Zanim młodzież zadała pytania, poseł scharakteryzował swoją działalność w Brukseli i Strasburgu. Należy - według statystyk - do dziesiątki najaktywniejszych polskich parlamentarzystów. W Brukseli spędza pracowicie cały tydzień, od poniedziałku do piątku. W pozostałe dni tygodnia spotyka się z wyborcami w kraju albo uczestniczy w uroczystościach czy imprezach, nie zapomina też o niedzielnej mszy św. i rodzinie.
Jest członkiem Komisji Przemysłu, Badań Naukowych i Energii, której przewodniczącym jest były Premier Jerzy Buzek oraz Komisji Rynku Wewnętrznego i Ochrony Konsumentów. Wraz ze swoim ugrupowaniem należy do Europejskich Konserwatystów i Reformatorów w PE.
- W Parlamencie Europejskim chcemy kontrolować uchwały i decyzje z punktu widzenia interesu narodowego, a przecież Unia Europejska zrzesza 28 państw, jakże odmiennych od siebie, ze swoimi tradycjami, walorami i zasobami - podkreślał Europoseł. - Przy wypracowywaniu stanowisk i podejmowaniu wszelkich decyzji w Parlamencie konsultujemy się z asystentami naszego rządu.
W ramach swojego gabinetu, Poseł Czesak chce przyjmować na staże polską młodzież. Już 2 maja zaczął swoją dwumiesięczną pracę pierwszy adept. Od września będą następni. - Chciałbym pokazać naszej młodzieży, jak tworzą się w Parlamencie te finalne decyzje, by mieli możliwość zaznajomienia się z charakterem działalności europosłów.

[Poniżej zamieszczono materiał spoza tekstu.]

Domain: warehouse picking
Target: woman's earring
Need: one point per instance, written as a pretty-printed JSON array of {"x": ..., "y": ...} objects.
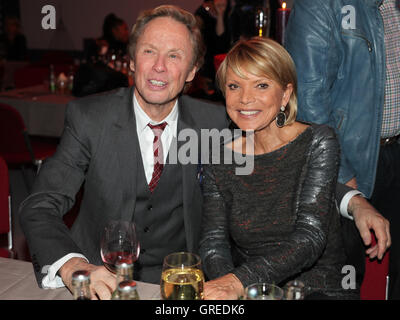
[{"x": 281, "y": 118}]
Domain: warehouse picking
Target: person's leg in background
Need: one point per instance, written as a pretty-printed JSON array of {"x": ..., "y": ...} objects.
[{"x": 386, "y": 199}]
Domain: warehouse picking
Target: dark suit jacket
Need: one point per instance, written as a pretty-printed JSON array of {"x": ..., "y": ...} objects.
[{"x": 98, "y": 147}]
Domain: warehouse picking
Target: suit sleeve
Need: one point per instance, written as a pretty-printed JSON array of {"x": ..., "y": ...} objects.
[
  {"x": 310, "y": 42},
  {"x": 53, "y": 195}
]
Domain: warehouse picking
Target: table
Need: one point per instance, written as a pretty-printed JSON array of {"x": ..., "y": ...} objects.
[
  {"x": 18, "y": 282},
  {"x": 42, "y": 111}
]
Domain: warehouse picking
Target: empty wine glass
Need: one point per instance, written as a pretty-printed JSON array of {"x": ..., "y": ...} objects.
[
  {"x": 182, "y": 277},
  {"x": 263, "y": 291},
  {"x": 119, "y": 243}
]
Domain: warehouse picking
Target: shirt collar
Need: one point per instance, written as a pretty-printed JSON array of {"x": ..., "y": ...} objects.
[{"x": 142, "y": 119}]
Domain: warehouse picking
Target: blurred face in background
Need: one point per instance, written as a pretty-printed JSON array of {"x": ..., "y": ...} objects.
[{"x": 121, "y": 33}]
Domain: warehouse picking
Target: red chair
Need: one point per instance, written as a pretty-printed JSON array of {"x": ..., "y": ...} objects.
[
  {"x": 375, "y": 284},
  {"x": 5, "y": 211},
  {"x": 16, "y": 147}
]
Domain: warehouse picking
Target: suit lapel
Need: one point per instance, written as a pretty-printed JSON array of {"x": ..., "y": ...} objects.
[{"x": 126, "y": 146}]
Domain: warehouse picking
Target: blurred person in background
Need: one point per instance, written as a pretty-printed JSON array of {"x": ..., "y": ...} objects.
[
  {"x": 214, "y": 21},
  {"x": 13, "y": 42}
]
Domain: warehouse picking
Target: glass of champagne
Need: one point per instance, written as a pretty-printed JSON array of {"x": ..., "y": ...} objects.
[
  {"x": 182, "y": 277},
  {"x": 263, "y": 291},
  {"x": 119, "y": 243}
]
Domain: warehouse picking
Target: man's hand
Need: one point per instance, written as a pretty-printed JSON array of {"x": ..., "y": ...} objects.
[
  {"x": 102, "y": 281},
  {"x": 352, "y": 183},
  {"x": 227, "y": 287},
  {"x": 366, "y": 218}
]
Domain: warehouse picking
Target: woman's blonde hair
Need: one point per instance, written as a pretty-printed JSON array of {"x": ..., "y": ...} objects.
[{"x": 262, "y": 57}]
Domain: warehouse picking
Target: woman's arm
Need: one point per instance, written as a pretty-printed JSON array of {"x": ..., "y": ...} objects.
[{"x": 214, "y": 241}]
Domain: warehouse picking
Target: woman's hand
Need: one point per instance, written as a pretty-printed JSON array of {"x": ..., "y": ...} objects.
[{"x": 227, "y": 287}]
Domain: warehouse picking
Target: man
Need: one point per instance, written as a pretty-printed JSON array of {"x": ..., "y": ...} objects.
[
  {"x": 108, "y": 145},
  {"x": 347, "y": 55}
]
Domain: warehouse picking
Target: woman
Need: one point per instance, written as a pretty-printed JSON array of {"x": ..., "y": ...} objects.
[
  {"x": 213, "y": 18},
  {"x": 280, "y": 222}
]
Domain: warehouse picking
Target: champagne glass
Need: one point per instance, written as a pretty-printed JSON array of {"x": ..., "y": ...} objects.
[
  {"x": 182, "y": 277},
  {"x": 294, "y": 290},
  {"x": 263, "y": 291},
  {"x": 119, "y": 243}
]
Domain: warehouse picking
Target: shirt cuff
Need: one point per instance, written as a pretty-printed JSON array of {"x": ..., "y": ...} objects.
[
  {"x": 52, "y": 280},
  {"x": 345, "y": 203}
]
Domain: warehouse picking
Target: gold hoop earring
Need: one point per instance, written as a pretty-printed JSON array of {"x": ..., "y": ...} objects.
[{"x": 281, "y": 118}]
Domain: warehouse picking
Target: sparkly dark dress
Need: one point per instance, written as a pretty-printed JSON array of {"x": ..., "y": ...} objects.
[{"x": 279, "y": 223}]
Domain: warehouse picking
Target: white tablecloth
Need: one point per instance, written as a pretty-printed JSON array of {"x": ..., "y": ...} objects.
[{"x": 18, "y": 282}]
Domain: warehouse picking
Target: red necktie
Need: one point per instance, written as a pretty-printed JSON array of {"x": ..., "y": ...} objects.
[{"x": 158, "y": 154}]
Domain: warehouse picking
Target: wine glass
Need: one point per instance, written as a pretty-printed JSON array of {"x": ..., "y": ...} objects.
[
  {"x": 263, "y": 291},
  {"x": 182, "y": 277},
  {"x": 119, "y": 243}
]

Będą też wycieczki do Brukseli, konkursy wiedzy o UE.
Pytania zadawane przez młodzież dotyczyły problemu uchodźców i przeciwdziałania terroryzmowi. Akurat podczas zamachu na brukselskim lotnisku Edward Czesak przebywał w Brukseli. - Integracja imigrantów przebiega opornie - uważa - rządy muszą wypracować konkretne działania.
Sam rozumie potrzebę imigracji za chlebem, wszak pracował zarobkowo i w Austrii i w Stanach Zjednoczonych, aczkolwiek poważnym zagrożeniem jest ukrywanie się grup terrorystów wśród uchodźców, np. w takiej niespokojnej dzielnicy w stolicy Belgii, jaką jest Molenbeek.